1. Interaksi Farmakokinetik

Interaksi farmakokinetik adalah interaksi yang dapat terjadi ketika suatu obatt mempengaruhi absorpsi,distribusi,metabolisme dan eksresi (ADME). Interaksi farmakokinetik terdiri dari beberapa tipe:

a. interaksi pada absorpsi obat

ketika obat diberikan secara oral maka akan terjadi penyerapan melalui membran mukosa dari saluran pencernaan dan sebagian besar interaksi terjadi pada penyerapan di usus.

b. Interaksi pada distribusi obat

Pada interaksi ini dapat terjadi melalui beberapa hal, yaitu: interaksi ikatan protein dan induksi atau inhibisi transpor protein obat.

c. Interaksi pada metabolisme obat

Reaksi-reaksi yang dapat terjadi pada saat tahap metabolisme,yaitu: yang pertama perubahan pada first pass metabolism adalah salah satu pada perubahan aliran darah ke hati dan inhibisi atau induksi first pass metabolism, kedua induksi enzim, ketiga inhibisi enzim, keempat faktor genetik dan yang terakhir adanya interaksi isoenzim CYP450.

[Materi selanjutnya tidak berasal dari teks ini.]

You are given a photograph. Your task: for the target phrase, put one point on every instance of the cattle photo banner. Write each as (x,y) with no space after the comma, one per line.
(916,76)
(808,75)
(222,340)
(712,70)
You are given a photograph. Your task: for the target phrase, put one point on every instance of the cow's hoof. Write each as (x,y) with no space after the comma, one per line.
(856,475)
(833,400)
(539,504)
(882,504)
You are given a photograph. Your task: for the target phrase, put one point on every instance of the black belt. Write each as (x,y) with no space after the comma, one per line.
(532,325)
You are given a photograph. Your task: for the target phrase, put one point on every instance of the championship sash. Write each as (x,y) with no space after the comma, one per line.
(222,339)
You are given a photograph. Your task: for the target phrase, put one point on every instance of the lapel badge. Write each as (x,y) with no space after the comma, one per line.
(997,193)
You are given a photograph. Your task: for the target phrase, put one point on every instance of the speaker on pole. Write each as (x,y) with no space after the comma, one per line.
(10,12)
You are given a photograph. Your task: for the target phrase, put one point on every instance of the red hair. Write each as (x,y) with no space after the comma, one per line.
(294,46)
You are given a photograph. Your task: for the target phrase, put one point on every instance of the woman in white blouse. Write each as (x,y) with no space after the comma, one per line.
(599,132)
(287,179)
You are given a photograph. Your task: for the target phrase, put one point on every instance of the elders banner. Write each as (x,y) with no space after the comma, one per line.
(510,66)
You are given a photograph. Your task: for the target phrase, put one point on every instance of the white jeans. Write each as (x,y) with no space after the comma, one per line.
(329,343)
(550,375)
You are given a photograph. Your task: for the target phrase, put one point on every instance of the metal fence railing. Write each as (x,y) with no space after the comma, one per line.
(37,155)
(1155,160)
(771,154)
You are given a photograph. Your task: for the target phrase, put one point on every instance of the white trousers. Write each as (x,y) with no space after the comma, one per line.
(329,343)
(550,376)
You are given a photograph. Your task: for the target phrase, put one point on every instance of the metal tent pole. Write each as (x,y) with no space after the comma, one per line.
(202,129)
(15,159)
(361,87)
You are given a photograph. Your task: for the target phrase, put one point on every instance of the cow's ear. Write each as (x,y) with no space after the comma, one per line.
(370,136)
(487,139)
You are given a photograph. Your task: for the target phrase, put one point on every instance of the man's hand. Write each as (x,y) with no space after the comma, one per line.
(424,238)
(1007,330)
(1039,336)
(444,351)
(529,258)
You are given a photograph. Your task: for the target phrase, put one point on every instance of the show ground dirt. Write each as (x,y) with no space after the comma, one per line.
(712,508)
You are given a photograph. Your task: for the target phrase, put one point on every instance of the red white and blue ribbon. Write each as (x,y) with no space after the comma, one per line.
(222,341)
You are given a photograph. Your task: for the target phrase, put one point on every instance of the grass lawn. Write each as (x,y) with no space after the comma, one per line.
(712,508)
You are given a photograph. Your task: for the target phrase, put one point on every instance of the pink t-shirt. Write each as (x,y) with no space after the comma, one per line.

d. Interaksi pada eksresi obat

Sebagian besar obat dieksresikan melalui empedu atau urin, pengecualian untuk obat anastesi inhalasi. Interaksi dapat dilihat pada perubahan pH, perubahan aliran darah di ginjal, eksresi empedu dan eksresi tubulus ginjal (Stockley,I.H.,2008).

UIN Syarif Hidayatullah Jakarta 2. Interaksi Farmakodinamik

Merupakan interaksi dimana efek suatu obat diubah oleh obat lain. Hal ini dapat terjadi akibat kompetisi pada reseptor yang sama atau interaksi obat pada sistem fisiologi yang sama. Interaksi yang paling aman terjadi sinergisme antara dua obat yang bekerja pada sistem, organ, sel atau enzim yang sama dengan efek farmakologi yang sama, sebaliknya antagonisme terjadi bila obat yang berinteraksi memiliki efek farmakologi yang berlawanan. Hal ini mengakibatkan pengurangan hasil yang diinginkan dari satu atau lebih obat (Aslam et al., 2003).

Tingkat Keparahan Interaksi Obat

Keparahan interaksi dapat diklasifikasikan ke berdasarkantingkatan keparahanan :minor, moderate, atau major.

1. Keparahan minor

Interaksi obat minor biasanya memberikan potensi yang rendah secara klinis dan tidak membutuhkan terapi tambahan.

2. Keparahan moderate

Interaksi moderate sering membutuhkan pengaturan dosis atau dilakukan pemantauan.

3. Keparahan major

Interaksi major pada umumnya harus dihindari bila memungkinkan, karena dapat menyebabkan potensi toksisitas yang serius.